Market Quick Take - 27 February 2026
Rapida panoramica del mercato – 27 febbraio 2026
Driver e catalizzatori di mercato
- Azioni: il tech USA arretra sui timori legati a Nvidia, l’Europa tiene grazie alle trimestrali nel Regno Unito, l’Asia si divide tra la forza della Corea e la debolezza di Hong Kong.
- Volatilità: VIX in area high-teens, elevata sensibilità a notizie di policy e macro; S&P 500 con movimento implicito di ±42 punti.
- Asset digitali: BTC sotto quota 68.000 dollari, IBIT/ETHA in calo nella seduta, afflussi sugli ETF di supporto.
- Obbligazioni: sentiment di rischio debole, CPI di Tokyo sotto le attese spinge al ribasso i rendimenti globali.
- Valute: sterlina in calo per timori di instabilità politica, JPY in lieve rafforzamento dopo il CPI di Tokyo di febbraio più debole.
- Materie prime: oro sostenuto in un range ristretto, petrolio in rimbalzo dopo il sell-off mentre resta l’incertezza sull’Iran.
- Eventi macro: Germania CPI preliminare febbraio, USA PPI gennaio, USA Chicago PMI febbraio.
Principali notizie macro
- Nel Regno Unito, il Partito dei Verdi ha conquistato il primo posto in un’importante elezione suppletiva a Gorton and Denton, dopo le dimissioni dell’ex ministro laburista Andrew Gwynne. Il passaggio di un collegio tradizionalmente laburista ai Verdi, con Reform al secondo posto e Labour al terzo, alimenta i dubbi sulla leadership del premier Starmer e accresce le preoccupazioni su possibili ricadute dell’instabilità politica sulla politica fiscale e sulle prospettive del debito britannico.
- I prezzi core a Tokyo sono saliti dell’1,8% su base annua, il ritmo più basso da ottobre 2024 e ancora sotto il target del 2% della BOJ. A febbraio 2026, accademici favorevoli alla reflazione sono entrati nel board della BOJ, segnalando cautela sui rialzi dei tassi, sebbene il membro Hajime Takata abbia sostenuto ulteriori aumenti. Il governatore Kazuo Ueda valuterà i dati economici di marzo e aprile prima di prendere decisioni sui tassi.
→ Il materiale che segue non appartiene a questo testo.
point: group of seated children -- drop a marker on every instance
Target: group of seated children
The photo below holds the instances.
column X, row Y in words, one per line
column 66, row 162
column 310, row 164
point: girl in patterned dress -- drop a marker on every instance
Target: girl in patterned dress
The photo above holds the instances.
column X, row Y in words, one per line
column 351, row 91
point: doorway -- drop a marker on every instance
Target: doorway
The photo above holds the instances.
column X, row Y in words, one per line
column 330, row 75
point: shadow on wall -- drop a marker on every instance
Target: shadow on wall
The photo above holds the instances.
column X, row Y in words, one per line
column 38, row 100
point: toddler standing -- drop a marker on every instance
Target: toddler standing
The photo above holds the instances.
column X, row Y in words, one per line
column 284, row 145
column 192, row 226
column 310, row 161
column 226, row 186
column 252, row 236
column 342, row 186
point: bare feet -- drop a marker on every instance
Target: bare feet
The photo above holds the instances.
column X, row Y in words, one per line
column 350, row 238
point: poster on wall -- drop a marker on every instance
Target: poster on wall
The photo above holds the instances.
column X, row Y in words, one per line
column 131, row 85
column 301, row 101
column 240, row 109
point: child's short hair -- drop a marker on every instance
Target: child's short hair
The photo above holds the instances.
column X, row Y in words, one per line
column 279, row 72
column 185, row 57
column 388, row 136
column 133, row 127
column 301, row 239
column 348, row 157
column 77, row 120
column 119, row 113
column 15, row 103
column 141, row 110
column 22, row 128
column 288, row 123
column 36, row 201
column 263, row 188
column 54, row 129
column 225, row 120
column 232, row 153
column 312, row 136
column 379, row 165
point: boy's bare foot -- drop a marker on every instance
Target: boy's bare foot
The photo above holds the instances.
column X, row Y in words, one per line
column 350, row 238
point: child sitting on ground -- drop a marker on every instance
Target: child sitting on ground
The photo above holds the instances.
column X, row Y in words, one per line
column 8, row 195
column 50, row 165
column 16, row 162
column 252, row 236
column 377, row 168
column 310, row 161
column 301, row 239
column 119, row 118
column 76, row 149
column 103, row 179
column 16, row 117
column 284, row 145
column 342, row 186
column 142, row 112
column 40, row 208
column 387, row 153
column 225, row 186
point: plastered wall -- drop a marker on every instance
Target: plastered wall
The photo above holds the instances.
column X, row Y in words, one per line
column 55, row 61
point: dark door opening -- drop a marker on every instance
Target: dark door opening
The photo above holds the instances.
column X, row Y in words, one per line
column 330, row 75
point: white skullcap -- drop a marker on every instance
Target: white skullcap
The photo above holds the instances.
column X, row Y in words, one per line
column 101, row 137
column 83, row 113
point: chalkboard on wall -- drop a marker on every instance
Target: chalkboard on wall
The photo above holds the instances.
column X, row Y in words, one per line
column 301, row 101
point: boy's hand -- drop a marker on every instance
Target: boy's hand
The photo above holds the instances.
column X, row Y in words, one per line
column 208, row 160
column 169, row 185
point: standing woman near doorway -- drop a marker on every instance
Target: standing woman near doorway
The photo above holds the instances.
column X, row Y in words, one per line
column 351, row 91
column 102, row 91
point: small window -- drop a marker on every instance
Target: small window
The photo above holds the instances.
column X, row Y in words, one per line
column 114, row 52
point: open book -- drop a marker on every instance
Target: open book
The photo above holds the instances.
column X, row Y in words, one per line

- I media statali iraniani hanno dichiarato che Teheran non permetterà l’uscita dal Paese dell’uranio arricchito, aumentando le tensioni nei colloqui nucleari tra USA e Iran a Ginevra in vista della scadenza fissata dal presidente Trump per un accordo, alimentando timori di interruzioni dell’offerta da parte del produttore OPEC.
- I preparativi per il vertice Trump-Xi stanno rallentando, con lacune organizzative che preoccupano Pechino, secondo il SCMP. Gli analisti segnalano preparativi insufficienti, contatti bilaterali deboli e risultati attesi ridimensionati a meno di sei settimane dal possibile summit.
- Le richieste iniziali di sussidi di disoccupazione negli USA sono aumentate di 4.000 unità a 212.000 a metà febbraio, sotto le attese e le medie recenti. Le richieste continuative sono diminuite di 31.000 unità a 1.833.000, indicando un mercato del lavoro stabile nonostante il rallentamento delle assunzioni. Le richieste dei dipendenti federali, monitorate per l’impatto degli shutdown, sono scese di 141 unità a 554.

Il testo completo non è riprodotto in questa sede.